1999 Schweinfurt - Einführung des Euro
Avers: Europa die phönizische Königstochter steht dem Zeus, in Gestalt eines Stieres, als „Torrera“ gegenüber. Sie hält dem anbrausenden Koloss die Muelta entgegen auf der man eine Euromünze erkennt. Gleichzeitig dirigiert Europa mit der linken Hand ein Medaillon mit der Abbildung eines Bären. - Bär und Bulle stehen für hier für Hausse und Baisse an der Börse. Revers: Landkarte Europas mit dem Emblem der Numismatischen Gesellschaft Schweinfurt im Zentrum, dem CIVITAS - Denar der königlichen Münzstätte aus dem 13. Jahrhundert.

 

 

2000 Dresden - 8. Mitteldeutsche Münzsammlertreffen.

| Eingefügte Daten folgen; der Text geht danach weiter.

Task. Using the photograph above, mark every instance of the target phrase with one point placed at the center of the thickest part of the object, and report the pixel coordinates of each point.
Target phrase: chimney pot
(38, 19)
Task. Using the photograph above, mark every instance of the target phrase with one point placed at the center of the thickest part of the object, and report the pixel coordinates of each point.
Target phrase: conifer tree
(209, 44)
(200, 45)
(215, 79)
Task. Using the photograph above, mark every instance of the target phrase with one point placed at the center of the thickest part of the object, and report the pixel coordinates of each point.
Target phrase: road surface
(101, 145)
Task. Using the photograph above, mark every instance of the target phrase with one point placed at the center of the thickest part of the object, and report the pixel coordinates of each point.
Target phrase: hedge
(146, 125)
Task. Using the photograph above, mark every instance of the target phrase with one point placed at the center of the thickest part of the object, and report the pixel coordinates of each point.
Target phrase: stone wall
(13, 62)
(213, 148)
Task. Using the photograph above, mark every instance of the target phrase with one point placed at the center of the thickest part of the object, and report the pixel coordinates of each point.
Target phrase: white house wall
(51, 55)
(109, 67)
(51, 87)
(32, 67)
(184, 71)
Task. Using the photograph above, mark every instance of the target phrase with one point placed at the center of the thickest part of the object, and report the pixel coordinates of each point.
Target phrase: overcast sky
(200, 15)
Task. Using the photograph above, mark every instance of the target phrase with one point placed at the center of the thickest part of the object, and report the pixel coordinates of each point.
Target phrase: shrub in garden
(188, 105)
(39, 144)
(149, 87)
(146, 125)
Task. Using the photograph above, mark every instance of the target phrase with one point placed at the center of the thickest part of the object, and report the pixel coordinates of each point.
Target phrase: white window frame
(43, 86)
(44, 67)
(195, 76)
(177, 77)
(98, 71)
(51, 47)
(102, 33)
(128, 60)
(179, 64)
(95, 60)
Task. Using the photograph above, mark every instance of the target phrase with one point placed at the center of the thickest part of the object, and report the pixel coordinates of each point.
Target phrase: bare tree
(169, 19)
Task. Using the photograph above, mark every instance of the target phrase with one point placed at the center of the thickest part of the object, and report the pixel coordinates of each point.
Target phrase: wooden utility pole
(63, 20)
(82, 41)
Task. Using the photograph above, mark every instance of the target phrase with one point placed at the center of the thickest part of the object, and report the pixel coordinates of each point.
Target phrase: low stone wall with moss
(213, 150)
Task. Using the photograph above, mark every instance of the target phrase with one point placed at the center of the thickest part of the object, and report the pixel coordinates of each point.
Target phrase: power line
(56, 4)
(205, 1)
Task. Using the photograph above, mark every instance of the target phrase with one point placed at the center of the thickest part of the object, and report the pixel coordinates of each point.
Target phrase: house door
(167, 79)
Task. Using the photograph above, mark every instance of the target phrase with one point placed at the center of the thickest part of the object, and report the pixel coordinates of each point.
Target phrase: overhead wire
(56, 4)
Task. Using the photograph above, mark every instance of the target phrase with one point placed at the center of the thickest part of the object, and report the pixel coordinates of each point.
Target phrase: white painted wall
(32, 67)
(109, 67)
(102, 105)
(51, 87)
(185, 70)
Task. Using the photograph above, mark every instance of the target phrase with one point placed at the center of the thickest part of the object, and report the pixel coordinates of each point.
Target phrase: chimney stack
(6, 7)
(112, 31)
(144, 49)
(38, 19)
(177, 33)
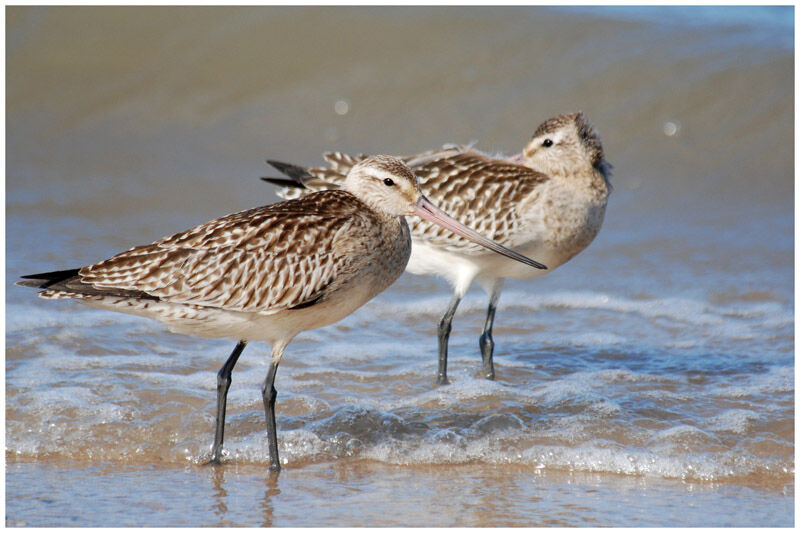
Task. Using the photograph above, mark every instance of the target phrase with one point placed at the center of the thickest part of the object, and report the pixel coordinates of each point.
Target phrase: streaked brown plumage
(548, 201)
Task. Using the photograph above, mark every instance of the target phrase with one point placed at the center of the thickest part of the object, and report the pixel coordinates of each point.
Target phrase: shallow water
(655, 371)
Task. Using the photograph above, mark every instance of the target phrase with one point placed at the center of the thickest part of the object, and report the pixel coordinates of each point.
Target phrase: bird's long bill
(425, 209)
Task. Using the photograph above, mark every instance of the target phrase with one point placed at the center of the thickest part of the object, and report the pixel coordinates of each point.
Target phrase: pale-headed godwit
(548, 202)
(270, 272)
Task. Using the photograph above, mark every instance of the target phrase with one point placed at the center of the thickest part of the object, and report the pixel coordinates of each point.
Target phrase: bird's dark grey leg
(223, 384)
(269, 394)
(444, 336)
(486, 341)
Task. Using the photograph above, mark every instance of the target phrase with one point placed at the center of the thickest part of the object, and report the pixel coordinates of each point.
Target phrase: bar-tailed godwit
(548, 202)
(270, 272)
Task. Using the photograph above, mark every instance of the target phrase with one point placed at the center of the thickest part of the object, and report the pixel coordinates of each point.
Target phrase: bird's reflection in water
(220, 494)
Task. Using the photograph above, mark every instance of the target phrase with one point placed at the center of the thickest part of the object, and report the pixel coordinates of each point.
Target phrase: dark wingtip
(46, 279)
(293, 171)
(283, 182)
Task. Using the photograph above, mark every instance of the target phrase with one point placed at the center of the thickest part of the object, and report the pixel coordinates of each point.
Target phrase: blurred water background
(650, 381)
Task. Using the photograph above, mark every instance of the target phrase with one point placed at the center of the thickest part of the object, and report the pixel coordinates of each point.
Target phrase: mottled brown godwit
(548, 202)
(270, 272)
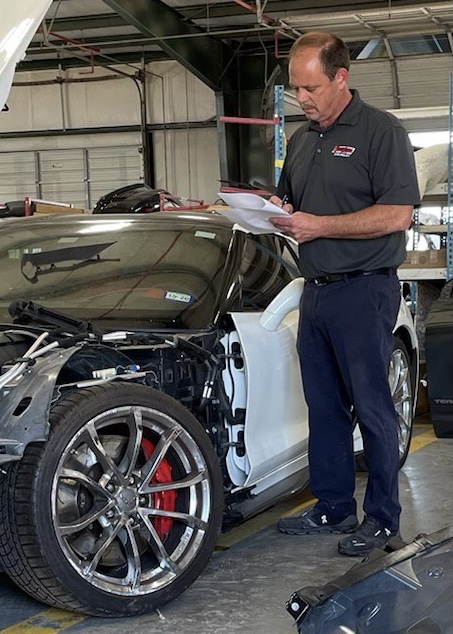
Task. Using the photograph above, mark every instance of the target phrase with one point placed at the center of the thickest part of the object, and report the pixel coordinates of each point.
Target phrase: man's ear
(342, 76)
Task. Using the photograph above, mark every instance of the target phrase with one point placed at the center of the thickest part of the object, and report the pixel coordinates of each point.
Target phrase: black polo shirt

  Avers: Vertieft dargestellte Kuppel der, im 2. Weltkrieg zerstörten, Frauenkirche.
Darüber die Embleme der Deutschen Numismatischen Gesellschaft und der Sächsischen Numismatischen Gesellschaft, in Form einer "Acht" angeordnet.
  Revers: Plastisch ragt der bereits wiederaufgebaute Teil der Frauenkirche hervor, markiert durch das Datum 12/1999 und die Bauhöhe 25 m.Unter dem Schrifthalbkreis die Silhouette der Stadt, links beginnend mit der Kunstakademie, rechts mit der Semperoper endend.

 

 

2001 Jena - Dreigestirn
Plakette in Form einer plankonvexen Sammellinse
Avers: Portraits und Lebensdaten von Abbe, Schott und Zeiss ergänzt durch symbolische Darstellung ihrer Tätigkeit als Wissenschaftler, Glaschemiker und Mikroskopebauer. Revers: Im Zentrum eine bikonkave Zerstreuungslinse mit durchdringenden schematisierten Strahlen. Links davon das Jenaer Stadtwappen, rechts die erhabene Weltkugel.

 

 

2002 Donau und Elbe - Hochwasser
Spendenmedaille für Opfer der Jahrhundertflutkatastrophe
Avers: Die Schriftseite trägt das Motto in vier großen Wellenbändern flutartig an den Betrachter heran. Revers: Die Bildseite stellt das ganze Elend der Flutkatastrophe dar.